عَنْ رَجُلٍ مِنْ أَهْلِ الْمَدِينَةِ قَالَ كَتَبَ مُعَاوِيَةُ إِلَى عَائِشَةَ أُمِّ الْمُؤْمِنِينَ رضى الله عنها أَنِ اكْتُبِى إِلَىَّ كِتَابًا تُوصِينِى فِيهِ وَلاَ تُكْثِرِى عَلَىَّ. فَكَتَبَتْ عَائِشَةُ رضى الله عنها إِلَى مُعَاوِيَةَ سَلاَمٌ عَلَيْكَ أَمَّا بَعْدُ فَإِنِّى سَمِعْتُ رَسُولَ اللَّهِ -صلى الله عليه وسلم- يَقُولُ « مَنِ الْتَمَسَ رِضَاءَ اللَّهِ بِسَخَطِ النَّاسِ كَفَاهُ اللَّهُ مُؤْنَةَ النَّاسِ وَمَنِ الْتَمَسَ رِضَاءَ النَّاسِ بِسَخَطِ اللَّهِ وَكَلَهُ اللَّهُ إِلَى النَّاسِ

“Dari seseorang penduduk Madinah, ia berkata bahwa Mu’awiyah pernah menuliskan surat pada Ummul Mukminin ‘Aisyah radhiyallahu 'anha, di mana ia berkata, ‘Tuliskanlah padaku suatu nasehat untuk dan jangan engkau perbanyak.’ ‘Aisyah radhiyallahu ‘anha pun menuliskan pada Mu’awiyah, ‘Salamun ‘alaikum (keselamatan semoga tercurahkan untukmu). Amma ba’du. Aku pernah mendengar Rasulullah shallallahu ‘alaihi wa sallam bersabda, Barangsiapa yang mencari ridho Allah saat manusia tidak suka, maka Allah akan cukupkan dia dari beban manusia. Barangsiapa yang mencari ridho manusia namun Allah itu murka, maka Allah akan biarkan dia bergantung pada manusia.’” (HR. Imam Tirmidzi dan Imam Ibnu Hibban rahimahumallah)

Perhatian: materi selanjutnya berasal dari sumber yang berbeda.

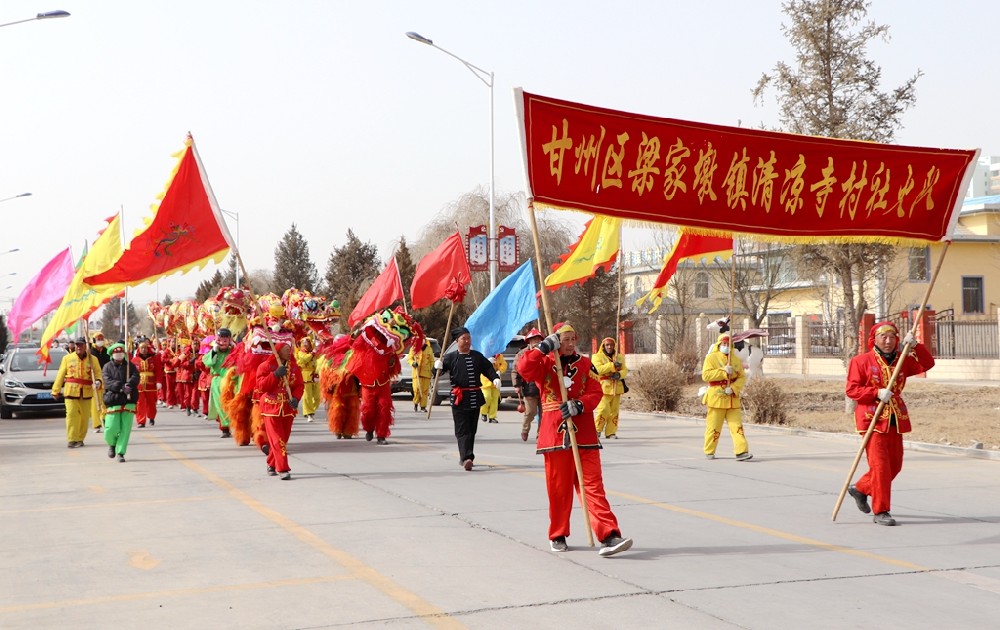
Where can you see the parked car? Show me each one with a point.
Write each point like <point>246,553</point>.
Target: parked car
<point>506,383</point>
<point>404,384</point>
<point>26,383</point>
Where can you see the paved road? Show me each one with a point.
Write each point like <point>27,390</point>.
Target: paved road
<point>190,533</point>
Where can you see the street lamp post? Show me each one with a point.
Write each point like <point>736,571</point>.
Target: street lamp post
<point>236,216</point>
<point>48,15</point>
<point>487,78</point>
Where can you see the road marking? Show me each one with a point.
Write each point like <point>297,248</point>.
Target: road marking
<point>428,612</point>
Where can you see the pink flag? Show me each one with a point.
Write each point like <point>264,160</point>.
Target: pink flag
<point>43,294</point>
<point>386,289</point>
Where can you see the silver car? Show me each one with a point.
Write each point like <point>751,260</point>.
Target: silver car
<point>26,383</point>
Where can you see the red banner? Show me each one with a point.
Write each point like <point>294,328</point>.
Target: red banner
<point>727,179</point>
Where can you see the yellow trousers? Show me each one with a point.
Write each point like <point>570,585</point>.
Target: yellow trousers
<point>492,396</point>
<point>77,417</point>
<point>606,414</point>
<point>713,429</point>
<point>310,398</point>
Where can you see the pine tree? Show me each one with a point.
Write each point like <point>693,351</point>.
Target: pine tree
<point>292,266</point>
<point>349,272</point>
<point>834,91</point>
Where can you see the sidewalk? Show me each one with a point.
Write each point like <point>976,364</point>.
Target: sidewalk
<point>191,533</point>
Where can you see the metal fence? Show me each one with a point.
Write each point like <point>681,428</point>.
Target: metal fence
<point>956,339</point>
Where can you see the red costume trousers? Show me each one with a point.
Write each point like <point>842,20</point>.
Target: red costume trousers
<point>885,460</point>
<point>278,429</point>
<point>145,408</point>
<point>377,409</point>
<point>168,393</point>
<point>561,482</point>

Dalam lafazh Abu Hatim Muhammad bin Hibban At-Tamimi Ad-Darimi Al-Busti Asy-Syafi'i atau Imam Ibnu Hibban rahimahullah (884 - 965 M, Lashkar Gah, Afghanistan) disebutkan:

مَنْ اِلْتَمَسَ رِضَا اللَّهِ بِسَخَطِ النَّاسِ رضي الله عنه وَأَرْضَى عَنْهُ النَّاسَ ، وَمَنْ اِلْتَمَسَ رِضَا النَّاسِ بِسَخَطِ اللَّهِ سَخِطَ اللَّهُ عَلَيْهِ وَأَسْخَطَ عَلَيْهِ النَّاسَ

“Barangsiapa yang mencari ridho Allah saat manusia tidak suka, maka Allah akan meridhoinya dan Allah akan membuat manusia yang meridhoinya. Barangsiapa yang mencari ridho manusia dan membuat Allah murka, maka Allah akan murka padanya dan membuat manusia pun ikut murka.”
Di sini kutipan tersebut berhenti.